The code is written in C++ and implements OMP to loop through the photometric redshift bins.

Larger catalogues can be split into overlapping pieces using the cat_split.cpp code. These pieces can than be run through the FoF independently and the subsequent results merged using the cat_merge.cpp code.

This software is fully open source and all are welcome to use or modify it for any purpose.

I would kindly request that any scientific publications making use of this software cite Farrens et. al (2011).

The vast majority of this code has been written from scratch by Samuel Farrens. Additional contributions have been made by:

• Filipe Abdalla - (debugging, concepts and ideas)
• Eduardo Cypriano - (proto-code, concepts and ideas )
• Stefano Sartor - (optimisation)
• Luca Tornatore - (optimisation)

Unlike a standard FoF this algorithm percolates in angular space. The angular distance in radians between two galaxies is calculated as follows:

D = arcos(sin(Dec₁)sin(Dec₂) + cos(Dec₁)cos(Dec₂)cos(RA₁-RA₂))

For two galaxies in a given redshift bin to be considered friends (i.e. linked) they must satisfy the following condition:

D <= D_friend(z)

where D_friend(z) is the transverse linking length in radians for a given redshift bin.

This section is only relevant for fof_mode = dynamic.

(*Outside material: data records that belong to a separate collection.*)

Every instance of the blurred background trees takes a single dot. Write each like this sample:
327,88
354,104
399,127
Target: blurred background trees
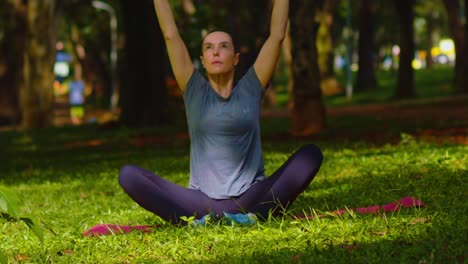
338,48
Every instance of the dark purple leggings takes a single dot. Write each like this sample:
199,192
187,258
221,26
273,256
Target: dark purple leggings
272,195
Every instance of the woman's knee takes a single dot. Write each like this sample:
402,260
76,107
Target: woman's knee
313,152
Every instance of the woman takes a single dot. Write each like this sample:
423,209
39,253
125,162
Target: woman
226,165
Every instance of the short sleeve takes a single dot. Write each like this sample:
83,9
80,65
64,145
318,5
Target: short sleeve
196,80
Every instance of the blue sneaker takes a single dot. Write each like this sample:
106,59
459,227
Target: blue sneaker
240,219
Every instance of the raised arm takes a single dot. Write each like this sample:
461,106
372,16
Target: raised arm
268,57
179,57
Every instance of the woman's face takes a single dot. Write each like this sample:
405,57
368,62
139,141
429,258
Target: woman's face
219,56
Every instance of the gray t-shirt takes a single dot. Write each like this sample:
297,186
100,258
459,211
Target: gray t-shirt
225,152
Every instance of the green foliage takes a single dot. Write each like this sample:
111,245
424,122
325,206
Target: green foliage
9,212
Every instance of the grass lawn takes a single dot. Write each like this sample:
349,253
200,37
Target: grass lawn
67,179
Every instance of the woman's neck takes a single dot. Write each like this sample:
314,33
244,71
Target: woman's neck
222,83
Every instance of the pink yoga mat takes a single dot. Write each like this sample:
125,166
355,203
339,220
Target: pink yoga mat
406,202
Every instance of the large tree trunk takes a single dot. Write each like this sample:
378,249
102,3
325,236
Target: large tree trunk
37,96
428,40
308,115
366,75
405,85
11,64
325,47
465,90
456,25
143,91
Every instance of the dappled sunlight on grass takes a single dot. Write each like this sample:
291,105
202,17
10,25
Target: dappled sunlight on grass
71,190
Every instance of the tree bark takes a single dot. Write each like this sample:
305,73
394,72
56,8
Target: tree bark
366,75
11,64
308,114
465,90
143,90
456,25
37,96
405,84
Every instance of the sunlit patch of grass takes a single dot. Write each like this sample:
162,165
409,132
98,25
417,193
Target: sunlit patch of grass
70,190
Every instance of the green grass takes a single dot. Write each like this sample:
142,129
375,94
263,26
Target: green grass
67,178
428,83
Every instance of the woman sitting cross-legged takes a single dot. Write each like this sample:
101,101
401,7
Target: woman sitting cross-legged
227,175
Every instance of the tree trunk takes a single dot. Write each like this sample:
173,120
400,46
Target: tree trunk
308,115
143,91
405,85
428,40
11,65
456,25
366,75
37,96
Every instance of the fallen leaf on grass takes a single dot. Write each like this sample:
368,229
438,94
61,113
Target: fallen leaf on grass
420,220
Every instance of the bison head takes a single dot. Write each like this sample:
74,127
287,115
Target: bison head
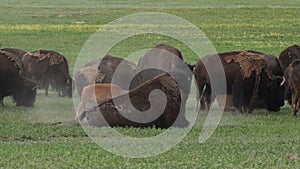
272,88
288,55
67,89
26,96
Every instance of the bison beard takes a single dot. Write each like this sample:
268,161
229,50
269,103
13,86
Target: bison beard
139,99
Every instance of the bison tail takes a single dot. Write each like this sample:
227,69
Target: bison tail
295,62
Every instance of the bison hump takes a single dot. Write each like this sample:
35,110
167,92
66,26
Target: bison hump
249,62
53,57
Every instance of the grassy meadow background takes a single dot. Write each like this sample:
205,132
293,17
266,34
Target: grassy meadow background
47,136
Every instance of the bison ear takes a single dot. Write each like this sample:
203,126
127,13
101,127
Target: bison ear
289,54
69,81
34,88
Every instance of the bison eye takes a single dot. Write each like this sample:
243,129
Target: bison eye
289,55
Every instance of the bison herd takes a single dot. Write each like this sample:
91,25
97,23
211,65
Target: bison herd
253,80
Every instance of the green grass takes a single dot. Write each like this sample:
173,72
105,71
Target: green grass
34,138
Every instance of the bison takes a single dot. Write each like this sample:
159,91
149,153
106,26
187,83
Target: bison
103,70
147,105
166,58
292,84
95,94
253,79
288,55
48,67
14,82
17,52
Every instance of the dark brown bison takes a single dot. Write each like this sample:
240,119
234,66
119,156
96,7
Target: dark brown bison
13,81
17,52
288,55
103,70
166,58
48,67
292,84
147,107
253,79
96,94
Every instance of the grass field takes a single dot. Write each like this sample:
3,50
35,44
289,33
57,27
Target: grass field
35,138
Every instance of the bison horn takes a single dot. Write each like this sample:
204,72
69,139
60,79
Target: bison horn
34,88
283,81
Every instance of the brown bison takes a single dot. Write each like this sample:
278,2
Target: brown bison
14,82
288,55
147,106
253,79
292,84
17,52
166,58
48,67
95,94
103,70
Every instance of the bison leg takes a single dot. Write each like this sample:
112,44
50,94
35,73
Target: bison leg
206,99
294,104
238,98
46,89
1,102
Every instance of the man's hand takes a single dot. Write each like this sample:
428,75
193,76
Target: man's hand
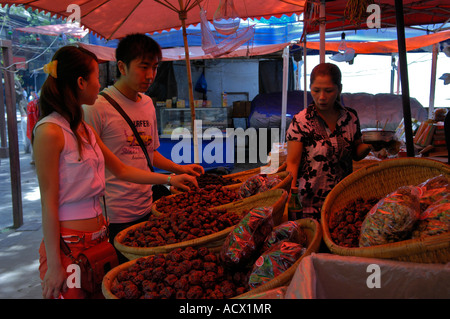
193,169
181,181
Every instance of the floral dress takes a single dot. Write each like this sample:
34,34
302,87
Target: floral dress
327,156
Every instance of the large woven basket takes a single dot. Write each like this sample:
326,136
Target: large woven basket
376,181
314,237
244,175
275,198
286,181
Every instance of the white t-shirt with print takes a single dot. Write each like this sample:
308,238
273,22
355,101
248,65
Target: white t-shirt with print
125,202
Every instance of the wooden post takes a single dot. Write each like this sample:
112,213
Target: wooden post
14,161
404,78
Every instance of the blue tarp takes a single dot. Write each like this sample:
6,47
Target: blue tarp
271,31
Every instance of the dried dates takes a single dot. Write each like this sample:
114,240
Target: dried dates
179,226
181,274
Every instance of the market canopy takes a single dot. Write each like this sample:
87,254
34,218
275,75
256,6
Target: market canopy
371,47
72,29
114,19
424,12
173,54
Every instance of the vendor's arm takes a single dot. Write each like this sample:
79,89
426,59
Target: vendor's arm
294,156
164,163
47,146
361,150
138,176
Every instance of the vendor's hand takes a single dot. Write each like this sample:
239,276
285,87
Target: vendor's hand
193,169
54,283
181,181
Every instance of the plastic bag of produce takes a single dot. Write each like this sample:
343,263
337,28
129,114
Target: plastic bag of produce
433,190
257,184
274,262
290,231
392,219
434,220
247,238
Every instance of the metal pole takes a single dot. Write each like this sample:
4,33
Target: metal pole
433,80
404,77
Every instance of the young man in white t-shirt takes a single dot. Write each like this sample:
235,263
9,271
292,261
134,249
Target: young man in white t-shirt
138,57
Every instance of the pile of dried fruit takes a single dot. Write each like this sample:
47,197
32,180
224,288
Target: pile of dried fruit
181,274
345,224
211,195
179,226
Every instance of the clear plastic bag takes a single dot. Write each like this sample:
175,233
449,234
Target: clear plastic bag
242,246
392,219
434,220
290,231
274,262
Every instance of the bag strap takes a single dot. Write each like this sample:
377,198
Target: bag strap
130,123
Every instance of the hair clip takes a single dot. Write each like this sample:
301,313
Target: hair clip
50,68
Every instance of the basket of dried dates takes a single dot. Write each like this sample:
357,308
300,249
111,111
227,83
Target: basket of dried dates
195,226
209,196
396,209
211,179
244,175
200,273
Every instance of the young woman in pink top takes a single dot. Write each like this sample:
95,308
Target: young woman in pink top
70,161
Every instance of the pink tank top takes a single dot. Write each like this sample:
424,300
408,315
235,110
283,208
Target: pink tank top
81,180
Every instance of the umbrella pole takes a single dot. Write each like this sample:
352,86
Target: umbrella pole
191,92
404,78
322,31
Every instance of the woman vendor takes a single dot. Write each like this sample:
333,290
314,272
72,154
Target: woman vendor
322,141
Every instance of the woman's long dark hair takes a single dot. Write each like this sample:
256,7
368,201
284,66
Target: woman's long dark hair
60,94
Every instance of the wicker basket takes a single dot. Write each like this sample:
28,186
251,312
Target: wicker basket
244,175
314,237
286,181
273,198
376,181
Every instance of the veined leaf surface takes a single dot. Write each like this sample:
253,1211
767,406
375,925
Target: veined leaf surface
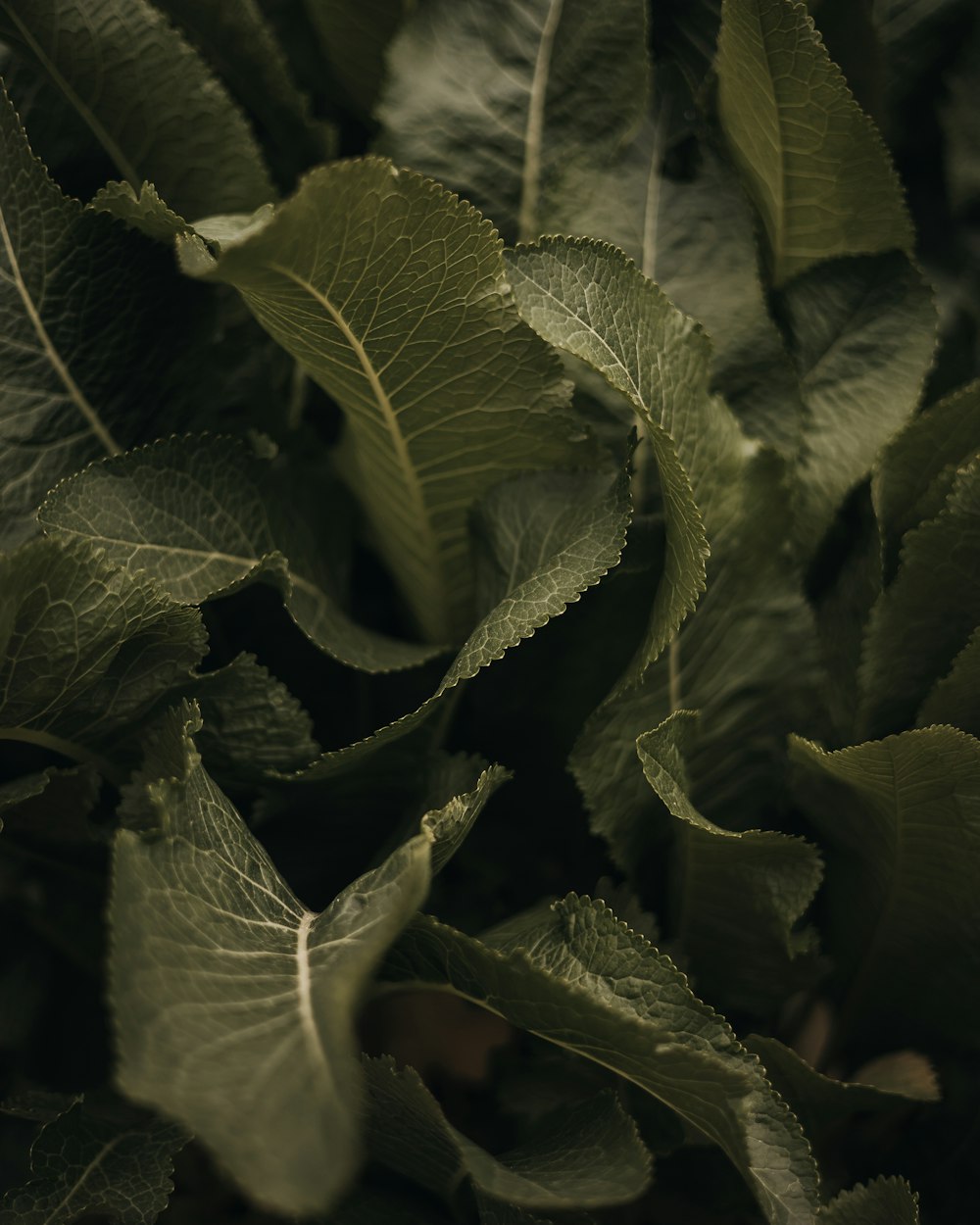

The first task the code performs is to bin all of the input galaxies by redshift. This is used to calculate dn/dz where dn is the number of galaxies in a given bin and dz is the bin width. Each galaxy is only counted once for this calculation, thus for photometric data the peak photometric redshift value of the galaxy is used.

NOTE: If a predefined N(z) is provided, then these values are used for the dn/dz calculation.

The differential comoving volume as a function of redshift, dV/dz, and the agular diameter distance, da, are then calculated for each bin using the values of H0, Omega_M and Omega_L provided.

Finally the angular linking length, D_friend(z), for each bin is defined as:

D_friend(z) = ((dn(z)/dz x dz/dV(z)) ^ -0.5 x r_ref) / da(z)

where r_ref is:

r_ref = (dn(z_ref)/dz x dz/dV(z_ref)) ^ 0.5 x link_r

z_ref is the specified reference redshift and link_r is the input transverse linking parameter. This calculation ensures that:

D_friend(z_ref) = link_r / da(z_ref)

and that for bins with less galaxies (e.g. at higher redshifts when selection effects have a stronger impact) the value of D_friend(z) will increase, while for bins with more galaxies the value of D_friend(z) will decrease. This produces N_gal values that are more redshift independent.

• Spectroscopic Data

In spectroscopic mode the line-of-sight linking length is calculated as follows:

z_friend = link_z / (1 + z)

For two galaxies to be friends they must satisfy:

|z₁ - z₂| <= z_friend

In this sense the percolation is peformed in 3 dimensions.

• Photometric Data

In photometric mode a galaxy is allocated to a redshift bin if it satisfies the following:

|z_gal - z_bin| <= z_{gal_err} x link_z

In this case link_z is a factor that determines how much the galaxies smear along the line-of-sight.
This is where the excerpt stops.